Epipubic bone


Epipubic bones are a pair of bones projecting forward from the pelvic bones of modern marsupials and most non-placental fossil mammals: multituberculates, monotremes, and even basal eutherians. They first occur in non-mammalian cynodonts such as tritylodontids, suggesting that they are a synapomorphy between them and Mammaliformes.
Only placentals, and possibly the early mammaliformes Megazostrodon and Erythrotherium, lack them; in thylacines and sparassodonts, they appear to have become primarily cartilaginous and the osseous element has become strongly reduced or even absent. Trichosurus mimicked placentals in shifting hypaxial muscles attachment sites from the epipubic to the pelvis, losing the respiratory benefits, but otherwise retains large epipubics. Epipubic bones show sexual size dimorphism.
In modern marsupials, the epipubic bones are often called "marsupial bones" because they support the mother's pouch, but their presence on other groups of mammals indicates that this was not their original function, which some researchers think was to assist locomotion by supporting some of the muscles that flex the thigh.

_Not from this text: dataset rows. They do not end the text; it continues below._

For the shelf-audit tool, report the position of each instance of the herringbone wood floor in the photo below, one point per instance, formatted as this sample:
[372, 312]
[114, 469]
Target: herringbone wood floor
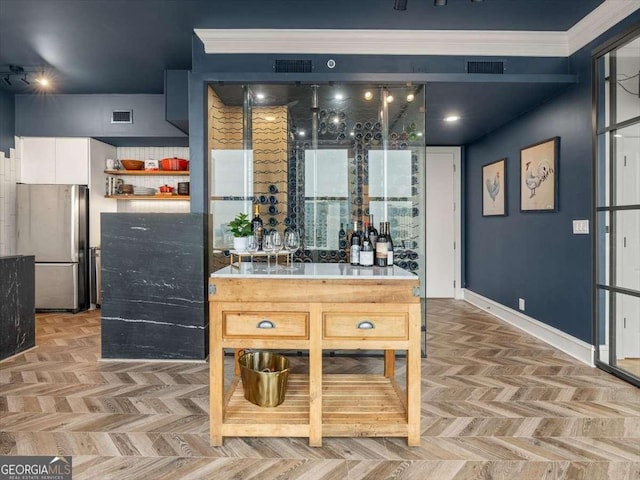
[497, 404]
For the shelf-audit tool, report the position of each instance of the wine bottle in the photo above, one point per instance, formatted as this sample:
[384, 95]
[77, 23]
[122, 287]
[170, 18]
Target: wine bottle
[342, 237]
[389, 246]
[257, 226]
[366, 251]
[381, 247]
[373, 233]
[355, 245]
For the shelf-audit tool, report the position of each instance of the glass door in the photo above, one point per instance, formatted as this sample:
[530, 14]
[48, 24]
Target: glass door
[617, 207]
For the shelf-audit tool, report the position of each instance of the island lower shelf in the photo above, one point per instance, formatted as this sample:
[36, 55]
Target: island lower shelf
[352, 406]
[304, 312]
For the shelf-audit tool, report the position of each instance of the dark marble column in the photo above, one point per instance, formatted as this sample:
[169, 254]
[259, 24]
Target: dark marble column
[17, 304]
[154, 301]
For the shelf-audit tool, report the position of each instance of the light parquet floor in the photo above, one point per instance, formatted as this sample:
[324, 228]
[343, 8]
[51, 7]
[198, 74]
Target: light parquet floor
[496, 404]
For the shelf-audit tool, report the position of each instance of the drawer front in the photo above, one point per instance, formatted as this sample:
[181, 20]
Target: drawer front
[265, 325]
[378, 326]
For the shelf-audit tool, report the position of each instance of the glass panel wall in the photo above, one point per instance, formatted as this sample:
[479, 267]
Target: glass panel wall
[617, 221]
[318, 158]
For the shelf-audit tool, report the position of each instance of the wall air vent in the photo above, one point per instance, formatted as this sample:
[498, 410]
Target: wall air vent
[122, 116]
[293, 66]
[495, 68]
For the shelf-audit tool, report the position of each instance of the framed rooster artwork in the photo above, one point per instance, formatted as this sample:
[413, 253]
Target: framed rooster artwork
[539, 176]
[493, 189]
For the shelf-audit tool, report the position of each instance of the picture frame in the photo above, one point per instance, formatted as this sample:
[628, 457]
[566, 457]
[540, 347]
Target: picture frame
[494, 191]
[539, 176]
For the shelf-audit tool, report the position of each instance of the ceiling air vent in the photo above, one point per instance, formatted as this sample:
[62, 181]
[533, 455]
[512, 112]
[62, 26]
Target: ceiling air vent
[293, 66]
[122, 116]
[485, 67]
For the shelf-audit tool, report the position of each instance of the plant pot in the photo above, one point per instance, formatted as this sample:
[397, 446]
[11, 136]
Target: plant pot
[240, 243]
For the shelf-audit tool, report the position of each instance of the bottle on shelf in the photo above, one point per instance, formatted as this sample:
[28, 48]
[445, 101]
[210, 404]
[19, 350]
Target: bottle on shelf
[389, 245]
[257, 225]
[366, 251]
[342, 237]
[373, 234]
[381, 247]
[355, 245]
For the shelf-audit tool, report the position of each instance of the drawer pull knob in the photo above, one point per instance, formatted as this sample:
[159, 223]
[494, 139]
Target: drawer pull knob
[366, 325]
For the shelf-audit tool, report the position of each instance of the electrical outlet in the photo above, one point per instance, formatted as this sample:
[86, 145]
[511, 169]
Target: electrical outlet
[581, 227]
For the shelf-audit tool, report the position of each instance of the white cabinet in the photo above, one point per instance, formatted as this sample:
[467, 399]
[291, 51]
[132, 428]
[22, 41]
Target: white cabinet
[38, 160]
[72, 160]
[55, 160]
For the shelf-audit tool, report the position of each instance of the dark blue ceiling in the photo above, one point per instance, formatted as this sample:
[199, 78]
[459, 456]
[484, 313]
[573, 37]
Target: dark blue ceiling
[123, 46]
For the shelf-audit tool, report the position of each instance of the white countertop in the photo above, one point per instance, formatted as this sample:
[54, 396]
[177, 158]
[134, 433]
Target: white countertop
[320, 271]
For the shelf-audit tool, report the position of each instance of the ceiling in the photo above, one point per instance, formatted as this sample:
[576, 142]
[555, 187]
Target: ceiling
[124, 46]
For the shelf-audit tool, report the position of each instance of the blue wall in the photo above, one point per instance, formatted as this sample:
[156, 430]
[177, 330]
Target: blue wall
[7, 122]
[530, 255]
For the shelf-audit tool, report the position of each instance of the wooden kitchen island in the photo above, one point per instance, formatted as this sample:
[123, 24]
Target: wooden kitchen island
[317, 307]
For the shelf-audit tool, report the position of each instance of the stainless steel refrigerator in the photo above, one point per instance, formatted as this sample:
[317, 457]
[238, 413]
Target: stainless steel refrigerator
[53, 225]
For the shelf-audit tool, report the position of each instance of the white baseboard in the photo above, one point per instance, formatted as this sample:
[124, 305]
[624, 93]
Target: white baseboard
[19, 353]
[152, 360]
[557, 338]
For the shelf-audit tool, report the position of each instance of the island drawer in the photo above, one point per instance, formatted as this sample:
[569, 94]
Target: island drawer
[376, 326]
[243, 324]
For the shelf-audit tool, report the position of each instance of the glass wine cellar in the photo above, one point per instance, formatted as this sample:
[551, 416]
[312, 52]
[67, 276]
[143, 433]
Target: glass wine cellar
[317, 158]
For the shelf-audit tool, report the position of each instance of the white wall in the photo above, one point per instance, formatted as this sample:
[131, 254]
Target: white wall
[9, 176]
[100, 152]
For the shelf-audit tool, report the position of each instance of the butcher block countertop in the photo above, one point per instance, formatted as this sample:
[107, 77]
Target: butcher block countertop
[320, 271]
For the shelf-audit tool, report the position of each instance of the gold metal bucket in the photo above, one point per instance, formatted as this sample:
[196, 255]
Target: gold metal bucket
[264, 377]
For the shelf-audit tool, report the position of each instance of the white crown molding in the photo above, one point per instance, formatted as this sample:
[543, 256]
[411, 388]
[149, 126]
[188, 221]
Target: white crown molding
[598, 22]
[419, 42]
[557, 338]
[384, 42]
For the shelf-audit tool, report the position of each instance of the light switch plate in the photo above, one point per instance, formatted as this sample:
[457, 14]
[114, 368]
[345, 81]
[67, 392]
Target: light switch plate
[581, 227]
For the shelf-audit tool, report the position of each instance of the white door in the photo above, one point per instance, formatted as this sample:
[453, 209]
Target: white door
[628, 250]
[441, 265]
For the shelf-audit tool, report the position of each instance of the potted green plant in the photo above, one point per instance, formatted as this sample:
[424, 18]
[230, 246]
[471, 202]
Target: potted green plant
[240, 228]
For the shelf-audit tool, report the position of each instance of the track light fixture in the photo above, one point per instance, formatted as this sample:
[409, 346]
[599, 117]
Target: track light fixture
[400, 4]
[37, 74]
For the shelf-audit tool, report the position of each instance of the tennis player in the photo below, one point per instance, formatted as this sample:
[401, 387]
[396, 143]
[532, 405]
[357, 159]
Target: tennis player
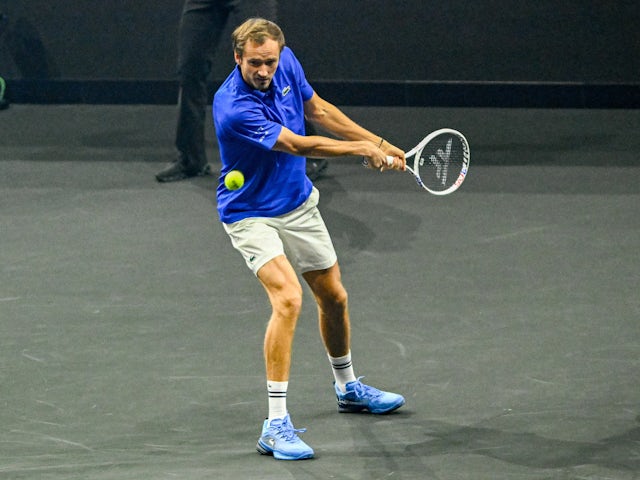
[273, 220]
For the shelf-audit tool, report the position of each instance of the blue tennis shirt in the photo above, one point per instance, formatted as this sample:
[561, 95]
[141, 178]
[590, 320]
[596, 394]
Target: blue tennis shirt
[247, 124]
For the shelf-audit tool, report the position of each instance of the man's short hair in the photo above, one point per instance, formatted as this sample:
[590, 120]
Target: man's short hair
[257, 30]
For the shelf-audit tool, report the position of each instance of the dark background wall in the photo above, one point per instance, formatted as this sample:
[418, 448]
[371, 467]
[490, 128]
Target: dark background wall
[353, 43]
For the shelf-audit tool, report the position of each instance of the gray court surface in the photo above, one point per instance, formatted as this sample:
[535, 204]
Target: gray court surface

The epipubic bones were first described in 1698 but their functions have remained unresolved. It has been suggested that they form part of a kinetic linkage stretching from the femur on one side to the ribs on the opposite side. This linkage is formed by a series of muscles: each epipubic bone is connected to the femur by the pectineus muscle, and to the ribs and vertebrae by the pyramidalis, rectus abdominis, and external and internal obliques. According to this hypothesis, the epipubic bones act as levers to stiffen the trunk during locomotion, and aid in breathing. It has been suggested that epipubic bones may constrain asymmetrical gaits, though this appears not to be the case.
Placentals are the only mammal lineage that lacks epipubic bones, and this absence has been considered to be correlated to the development of the placenta itself; epipubic bones stiffen the torso, preventing the expansion necessary for prolonged pregnancy. This however apparently did not prevent large litter sizes; Kayentatherium is now known to have given birth to litters of 38 undeveloped young, a considerably higher number than living monotremes or marsupials. However, vestiges of the epipubic bone may survive in a common placental characteristic, the baculum.